By Ashley Nowell
I have found myself wrestling even struggling with the concept of time especially as it relates to grief and loss.
As we approach the two-year anniversary of my son Calaeb’s passing, I find myself consumed by fear. Fearful that time can move so quickly. Fearful that with each year that passes the more moments and memories that pass that will never be. Fearful for the memories that may one day be forgotten or that may fade.
It seemingly gets harder as time moves on. Something I attribute to the new lessons and hurts that you learn to navigate in your grief journey.
As you wrestle with all of this you have the spectators on the outside, society if you will, that is anticipating your return to ‘baseline’ the place you existed before your loss. Each anniversary is an opportunity to demonstrate your growth, resilience, and even worse ‘strength’.
This year in particular I am struggling with how the loss of a child abruptly stops all the growth and progression you as a parent have come to love, observe, and admire about your child. Yet time continues to lapse. Imagine a world where you are standing perfectly still and life is lapsing around you at great speeds.
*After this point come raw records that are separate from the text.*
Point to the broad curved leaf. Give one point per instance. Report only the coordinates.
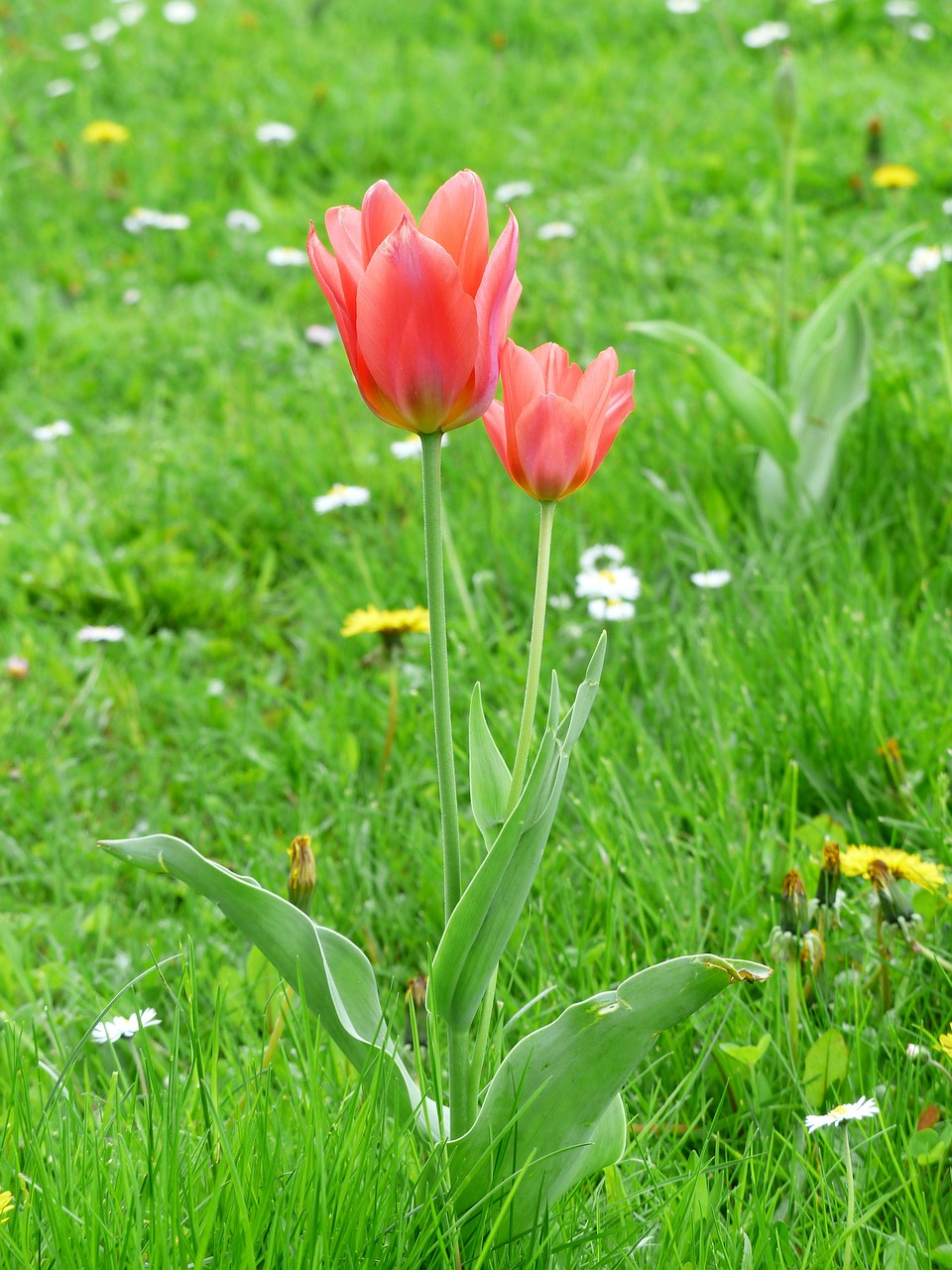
(338, 980)
(753, 402)
(481, 924)
(544, 1110)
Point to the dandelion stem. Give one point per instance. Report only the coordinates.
(445, 765)
(851, 1203)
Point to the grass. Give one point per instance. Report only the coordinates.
(728, 721)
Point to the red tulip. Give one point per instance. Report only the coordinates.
(556, 423)
(421, 310)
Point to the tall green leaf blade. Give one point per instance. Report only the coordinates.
(481, 924)
(489, 775)
(821, 325)
(753, 402)
(338, 980)
(544, 1107)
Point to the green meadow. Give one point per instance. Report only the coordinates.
(735, 730)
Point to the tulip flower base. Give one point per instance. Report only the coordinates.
(422, 313)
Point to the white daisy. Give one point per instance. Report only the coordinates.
(924, 259)
(767, 33)
(711, 580)
(100, 634)
(54, 431)
(619, 583)
(555, 229)
(243, 221)
(320, 335)
(861, 1110)
(131, 13)
(179, 12)
(104, 31)
(341, 495)
(513, 190)
(611, 610)
(590, 558)
(111, 1030)
(286, 255)
(276, 134)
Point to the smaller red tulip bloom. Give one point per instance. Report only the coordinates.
(556, 422)
(421, 310)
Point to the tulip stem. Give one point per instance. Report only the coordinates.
(445, 765)
(538, 631)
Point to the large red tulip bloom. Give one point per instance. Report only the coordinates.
(421, 310)
(556, 423)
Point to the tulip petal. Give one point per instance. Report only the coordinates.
(495, 302)
(621, 403)
(458, 220)
(558, 373)
(343, 226)
(416, 327)
(549, 436)
(381, 211)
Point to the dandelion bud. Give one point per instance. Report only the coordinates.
(302, 874)
(828, 883)
(784, 98)
(794, 911)
(893, 906)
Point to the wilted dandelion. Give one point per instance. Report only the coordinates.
(243, 221)
(285, 257)
(895, 176)
(341, 495)
(711, 580)
(111, 1030)
(100, 634)
(767, 33)
(179, 13)
(276, 134)
(511, 190)
(555, 229)
(53, 431)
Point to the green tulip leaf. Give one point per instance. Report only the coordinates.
(753, 402)
(551, 1111)
(481, 924)
(336, 978)
(489, 775)
(823, 324)
(830, 389)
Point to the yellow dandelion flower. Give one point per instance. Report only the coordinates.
(389, 622)
(857, 862)
(895, 176)
(104, 132)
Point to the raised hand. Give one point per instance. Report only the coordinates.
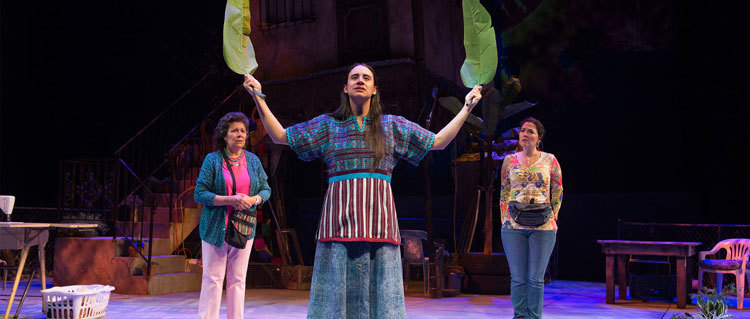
(473, 97)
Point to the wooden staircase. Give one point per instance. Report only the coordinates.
(111, 261)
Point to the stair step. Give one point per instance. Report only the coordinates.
(184, 199)
(166, 264)
(161, 246)
(168, 283)
(161, 214)
(161, 230)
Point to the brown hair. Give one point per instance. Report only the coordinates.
(223, 127)
(374, 136)
(539, 131)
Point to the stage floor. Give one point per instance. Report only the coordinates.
(562, 299)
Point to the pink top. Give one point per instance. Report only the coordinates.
(243, 181)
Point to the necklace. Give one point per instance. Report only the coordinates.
(235, 161)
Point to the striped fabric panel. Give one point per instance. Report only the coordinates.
(360, 209)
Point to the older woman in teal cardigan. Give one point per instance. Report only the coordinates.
(215, 190)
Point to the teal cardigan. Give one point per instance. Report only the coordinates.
(211, 183)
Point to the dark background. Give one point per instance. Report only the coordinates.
(653, 132)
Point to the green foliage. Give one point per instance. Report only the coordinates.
(238, 50)
(712, 305)
(481, 49)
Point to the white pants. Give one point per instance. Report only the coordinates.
(217, 261)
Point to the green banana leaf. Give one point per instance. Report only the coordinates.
(481, 49)
(238, 50)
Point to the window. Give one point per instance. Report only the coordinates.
(276, 13)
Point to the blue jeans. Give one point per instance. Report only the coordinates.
(358, 280)
(528, 253)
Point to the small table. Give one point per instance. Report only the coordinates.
(621, 248)
(18, 235)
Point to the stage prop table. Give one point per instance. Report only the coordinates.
(19, 235)
(620, 249)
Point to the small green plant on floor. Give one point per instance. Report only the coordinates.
(712, 305)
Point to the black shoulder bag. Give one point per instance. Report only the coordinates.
(530, 214)
(241, 222)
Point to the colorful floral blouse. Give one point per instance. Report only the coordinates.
(542, 181)
(359, 203)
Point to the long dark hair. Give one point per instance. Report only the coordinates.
(373, 136)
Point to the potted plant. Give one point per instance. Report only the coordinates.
(712, 304)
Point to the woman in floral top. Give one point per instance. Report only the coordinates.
(357, 269)
(529, 176)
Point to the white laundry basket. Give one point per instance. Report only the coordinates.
(76, 302)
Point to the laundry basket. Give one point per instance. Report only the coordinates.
(76, 302)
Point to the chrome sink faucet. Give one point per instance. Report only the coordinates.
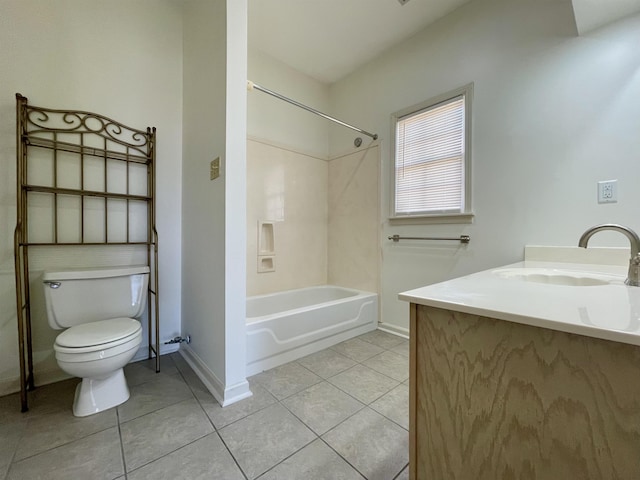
(633, 277)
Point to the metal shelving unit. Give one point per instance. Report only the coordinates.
(46, 138)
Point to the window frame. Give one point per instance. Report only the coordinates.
(465, 215)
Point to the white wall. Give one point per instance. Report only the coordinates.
(213, 221)
(121, 59)
(552, 114)
(279, 122)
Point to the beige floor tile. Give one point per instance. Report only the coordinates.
(11, 431)
(322, 406)
(204, 459)
(390, 364)
(221, 417)
(326, 363)
(53, 397)
(97, 456)
(382, 339)
(153, 395)
(374, 445)
(363, 383)
(315, 461)
(404, 475)
(286, 380)
(395, 405)
(50, 430)
(357, 350)
(265, 438)
(147, 438)
(145, 370)
(401, 349)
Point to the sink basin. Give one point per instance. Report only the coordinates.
(554, 276)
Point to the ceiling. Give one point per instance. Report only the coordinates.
(328, 39)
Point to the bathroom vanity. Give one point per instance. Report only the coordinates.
(527, 371)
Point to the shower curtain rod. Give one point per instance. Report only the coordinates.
(252, 86)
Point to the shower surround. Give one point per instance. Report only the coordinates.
(325, 215)
(324, 250)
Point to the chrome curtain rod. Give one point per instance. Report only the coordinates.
(252, 86)
(461, 238)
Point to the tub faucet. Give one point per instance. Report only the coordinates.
(633, 277)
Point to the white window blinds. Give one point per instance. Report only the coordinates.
(430, 160)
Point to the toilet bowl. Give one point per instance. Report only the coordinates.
(98, 309)
(97, 353)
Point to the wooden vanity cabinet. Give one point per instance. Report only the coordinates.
(491, 399)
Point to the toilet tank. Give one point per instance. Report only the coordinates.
(74, 297)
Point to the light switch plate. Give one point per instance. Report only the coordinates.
(215, 168)
(608, 191)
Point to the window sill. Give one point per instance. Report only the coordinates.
(432, 219)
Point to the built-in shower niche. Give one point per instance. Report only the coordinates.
(266, 247)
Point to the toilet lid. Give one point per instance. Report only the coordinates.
(98, 333)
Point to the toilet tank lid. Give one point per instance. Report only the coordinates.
(93, 272)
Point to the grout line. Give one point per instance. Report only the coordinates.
(232, 455)
(169, 453)
(347, 461)
(124, 460)
(401, 470)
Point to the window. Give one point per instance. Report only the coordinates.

Hung on my wall are pictures of my 16-year-old when he was 14. Each day I find myself struggling that those photos won’t ever progress through the years in the way that his spirit is. You hurt realizing that you don’t know who 16-year-old Calaeb is, and you won’t ever know. What he likes, doesn’t like, or whom he likes for that matter. How he wears his hair, or what style of clothes he chooses to embrace. And as thoughts set in about everything you don’t know about your child, so too do the thoughts of feeling distant and far from him.
I long to hang his most recent picture, to capture him as he is right now, but am perpetually crushed realizing that the ‘most recent picture’ will never change for as long as I shall live. No matter the years that pass, or how old I become he will only be but 14 as far as the pictures are concerned.
What might be just a photo to others is a painful frequent reminder of the growing space and time between the sweet boy I carry in my heart and the young man he was meant to be.